Item 1a. Subtract the amount of the annual leave donation (Part I, 6) from the donor applicant's current balance of unused annual leave. (NOTE: If the amount of the annual leave donation exceeds the donor applicant's current balance of unused annual leave, return the form to the employee noting his/her current balance of unused annual leave.) Indicate the amount of unused annual leave remaining after the amount of the annual leave donation is subtracted.

Item 1b. Indicate the donor applicant's current balance of unused sick leave.

Item 1c. Indicate the donor applicant's total amount of unused leave (i.e. 1a + 1b). If this total is less than 80 hours, go to item 3.

Item 2. If the leave donation is being made to an employee paid from a different account than the donor, indicate whether or not funds are available to make the donation.

Item 3. Indicate whether or not the employee is eligible to make the leave donation.

Mark ELIGIBLE if:

- the donor applicant's TOTAL remaining leave balance after deducting the leave donation is at least 80 hours; AND

- if the donation is inter-agency and there are sufficient funds available to make the donation.

Then go to item 4.

Mark NOT ELIGIBLE if:

- the donor applicant's TOTAL remaining leave balance after deducting the leave donation is less than 80 hours; OR

- if the leave donation is inter-agency and there are NOT sufficient funds to make the donation.

Then go to item 3a.

Item 3a. Indicate the reason the donor applicant is "NOT ELIGIBLE". The reason will be one of the following.

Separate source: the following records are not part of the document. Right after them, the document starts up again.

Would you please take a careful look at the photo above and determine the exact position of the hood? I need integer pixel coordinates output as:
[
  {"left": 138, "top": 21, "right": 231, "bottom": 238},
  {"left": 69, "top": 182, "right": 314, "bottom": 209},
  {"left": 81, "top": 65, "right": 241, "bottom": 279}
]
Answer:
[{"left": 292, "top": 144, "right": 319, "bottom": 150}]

- The balance of total leave remaining after the leave donation is subtracted is less than 80 hours. OR

- The donation would be inter-agency and the donor's agency does not have sufficient funds to make the donation.

Item 4. Indicate the donor's hourly rate of pay. This rate is calculated by dividing the donor's base annual salary (i.e. without increment) by the number of hours in a work year. Generally, this will be 2,080 hours for a full time employee with a 40 hour/week work schedule. For a part-time employee, the calculation should be done on a pro rata basis in proportion to the regular full time schedule in his/her agency.

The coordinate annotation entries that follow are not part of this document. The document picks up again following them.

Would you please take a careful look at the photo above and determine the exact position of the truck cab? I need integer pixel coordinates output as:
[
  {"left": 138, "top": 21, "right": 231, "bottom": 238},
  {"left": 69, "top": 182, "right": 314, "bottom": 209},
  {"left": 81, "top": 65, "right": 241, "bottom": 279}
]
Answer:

Item 5. Indicate the dollar value of the leave donation. This value is calculated by multiplying the total number of annual leave hours donated by the donor's hourly rate of pay.

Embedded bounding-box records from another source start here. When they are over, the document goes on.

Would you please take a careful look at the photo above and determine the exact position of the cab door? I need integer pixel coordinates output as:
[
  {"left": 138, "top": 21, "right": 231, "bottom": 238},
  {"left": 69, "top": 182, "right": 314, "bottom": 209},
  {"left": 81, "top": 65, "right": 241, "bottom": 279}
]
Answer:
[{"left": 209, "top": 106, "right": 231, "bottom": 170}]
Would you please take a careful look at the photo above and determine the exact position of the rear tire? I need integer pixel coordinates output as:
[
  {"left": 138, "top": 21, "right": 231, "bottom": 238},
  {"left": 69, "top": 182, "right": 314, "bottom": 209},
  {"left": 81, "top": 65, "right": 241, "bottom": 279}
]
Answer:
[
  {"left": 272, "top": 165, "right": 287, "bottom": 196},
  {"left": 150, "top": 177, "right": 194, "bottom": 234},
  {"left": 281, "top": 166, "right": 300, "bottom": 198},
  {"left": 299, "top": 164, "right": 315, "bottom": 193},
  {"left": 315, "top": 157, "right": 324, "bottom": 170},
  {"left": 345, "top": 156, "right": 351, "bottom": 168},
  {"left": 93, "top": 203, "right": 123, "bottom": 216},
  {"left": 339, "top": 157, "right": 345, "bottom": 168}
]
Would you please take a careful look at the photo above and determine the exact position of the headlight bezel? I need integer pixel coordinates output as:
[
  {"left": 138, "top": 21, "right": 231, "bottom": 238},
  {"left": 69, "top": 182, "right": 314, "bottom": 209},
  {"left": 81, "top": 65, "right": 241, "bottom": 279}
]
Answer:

Item 6. Indicate the FIMS account information for the donor (see page 7, number 9 "FIMS Account Information").

Item 7. Sign and print or type your name.

Item 8. Indicate the date you completed Part II.

Item 9. Indicate your "working" title --- e.g. Timekeeper, Payroll Supervisor, Office Manager, etc.

Item 10. Indicate your work phone number.

Once Part II of the APPLICATION TO DONATE ANNUAL LEAVE is completed, either:

- return a copy of the APPLICATION TO DONATE ANNUAL LEAVE to the donor applicant if the employee is NOT eligible; or

- if the donor applicant is eligible and is paid from the same account as the designated recipient, forward a copy of the APPLICATION TO DONATE ANNUAL LEAVE to the person in your agency responsible for payroll; or

- if the donor applicant is eligible but is NOT paid from the same account as the designated recipient, complete Part I of the INTER-AGENCY DONATION FORM (Appendix D) as follows.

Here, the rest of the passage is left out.